Huit mois après avoir fui la bande de Gaza, les plaies de la Dr Bissan Murhab sont toujours à vif. « Les informations me déclenchent des crises d’angoisse, je suis obligée de détourner le regard », confie l’anesthésiste palestinienne en désignant la télévision de son appartement du Caire, en Égypte, où elle a trouvé refuge avec son mari. À 28 ans, la médecin fraîchement diplômée a affronté l’horreur au quotidien dans l’enclave ravagée par la guerre. D’abord en poste à l’hôpital indonésien, elle est rapidement contrainte de fuir vers le Sud avec ses deux parents au gré des bombardements et des évacuations, sans jamais cesser de travailler.
Le 15 octobre 2023, elle rejoint l’hôpital des Martyrs d’Al Aqsa de Deir El Balah. Là, elle découvre un établissement dévasté. « C’était le chaos total, des blessés et des déplacés s’entassaient partout, même dans les couloirs. Il n’y avait ni médicaments, ni lits, ni machines pour les dialyses ou la stérilisation. Un jour, l’armée israélienne a bombardé les canalisations, et l’eau a été coupée pendant une semaine. C’était invivable », se souvient la coquette jeune femme aux yeux noirs d’encre. Alors qu’elle assiste en première ligne à l’effondrement du système de santé, la Dr Bissan Murhab mûrit un profond sentiment d’impuissance. « On voyait des gens mourir sans même savoir de quoi ils souffraient. Ceux qu’on réussissait à opérer succombaient ensuite aux infections. J’ai ventilé une petite fille de deux ans, mais personne ne savait qui elle était. Ses parents avaient sûrement péri sous les décombres », raconte-t-elle, la voix brisée.

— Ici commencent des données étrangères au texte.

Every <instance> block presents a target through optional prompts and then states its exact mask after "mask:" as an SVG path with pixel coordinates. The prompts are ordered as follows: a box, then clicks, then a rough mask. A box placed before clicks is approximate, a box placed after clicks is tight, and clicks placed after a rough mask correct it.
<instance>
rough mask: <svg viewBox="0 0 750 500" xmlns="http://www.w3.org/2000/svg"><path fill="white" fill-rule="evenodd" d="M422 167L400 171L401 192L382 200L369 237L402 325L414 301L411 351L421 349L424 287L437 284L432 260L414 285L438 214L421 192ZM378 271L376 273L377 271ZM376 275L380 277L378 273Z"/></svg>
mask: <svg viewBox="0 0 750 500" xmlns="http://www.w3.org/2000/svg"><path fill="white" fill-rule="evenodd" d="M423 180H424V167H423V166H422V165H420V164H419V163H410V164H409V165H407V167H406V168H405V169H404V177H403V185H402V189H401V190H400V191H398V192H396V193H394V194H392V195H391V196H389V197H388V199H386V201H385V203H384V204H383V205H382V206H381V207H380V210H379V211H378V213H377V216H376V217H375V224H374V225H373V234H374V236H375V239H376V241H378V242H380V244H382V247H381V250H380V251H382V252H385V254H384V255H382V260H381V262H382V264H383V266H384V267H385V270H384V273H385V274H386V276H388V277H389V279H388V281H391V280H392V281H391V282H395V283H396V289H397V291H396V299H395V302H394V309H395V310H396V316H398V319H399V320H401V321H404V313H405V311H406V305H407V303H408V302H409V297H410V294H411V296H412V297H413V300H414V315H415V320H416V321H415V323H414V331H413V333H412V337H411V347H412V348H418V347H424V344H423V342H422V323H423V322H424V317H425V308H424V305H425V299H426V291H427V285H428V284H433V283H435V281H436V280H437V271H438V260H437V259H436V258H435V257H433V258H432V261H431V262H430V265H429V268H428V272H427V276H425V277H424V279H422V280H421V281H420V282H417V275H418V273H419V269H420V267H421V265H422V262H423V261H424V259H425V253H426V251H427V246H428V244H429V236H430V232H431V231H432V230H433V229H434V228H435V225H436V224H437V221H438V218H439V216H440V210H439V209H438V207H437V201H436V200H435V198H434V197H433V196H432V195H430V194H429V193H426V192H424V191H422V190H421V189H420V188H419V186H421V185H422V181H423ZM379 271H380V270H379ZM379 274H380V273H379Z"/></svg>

J’ai compris que rester à Gaza allait me détruire sans même que je puisse aider mon peuple
Peu à peu, sa frustration se transforme en dégoût pour un métier qu’elle avait appris à aimer, poussée par sa mère médecin « qui rêvait de (la) voir suivre ses pas ». Un épisode particulièrement traumatisant a eu raison de ses derniers espoirs. Un jour, en plein bombardement, elle accompagne à l’hôpital la fille de sa voisine, âgée de douze ans, qui vomissait du sang. « En arrivant, tous les médecins étaient occupés. J’ai cherché l’endoscope mais il était hors service. Elle est morte sans qu’on sache de quoi elle était atteinte », raconte la Dr Bissan Murhab. Alors début février, elle se décide à fuir, la mort dans l’âme. « J’ai compris que rester à Gaza allait me détruire sans même que je puisse aider mon peuple. Le mieux pour moi était de sortir, d’étudier encore et de revenir plus forte après la guerre. » Avec l’aide de son mari, coincé en Égypte après avoir accompagné son père atteint d’un cancer se faire soigner quelques jours avant le 7 octobre, elle réunit les 15 000 dollars nécessaires pour payer le passeur qui la fera traverser la frontière avec ses parents.
Devenir psychiatre pour agir après la guerre
Depuis, le couple végète dans un appartement impersonnel de la grande banlieue du Caire. L’Égypte n’autorise pas les réfugiés gazaouis à travailler. « Rester à la maison m’étouffe. J’ai des accès de colère car j’ai l’impression de contempler ma vie me filer entre les doigts », lâche-t-elle, amère. Toutes les bourses qu’elle a sollicitées pour partir étudier en Europe lui ont été refusées. Marquée par les traumatismes psychologiques de ses compatriotes, elle aspire à devenir psychiatre. « Quitte à tout reprendre à zéro », dit-elle, déterminée. « À Gaza, tout le monde souffre d’anxiété, de stress post-traumatique, de dépression. Les enfants grandissent avec la violence. C’est une bombe à retardement. » Elle rêve de créer, après la guerre, un centre qui puisse offrir des soins psychiatriques gratuits « en passant par la porte de la famille, de la communauté, avant de traiter chacun individuellement ». Seul moyen selon elle de soigner « un peuple qui meurt à grande vitesse, moralement, politiquement et psychologiquement ».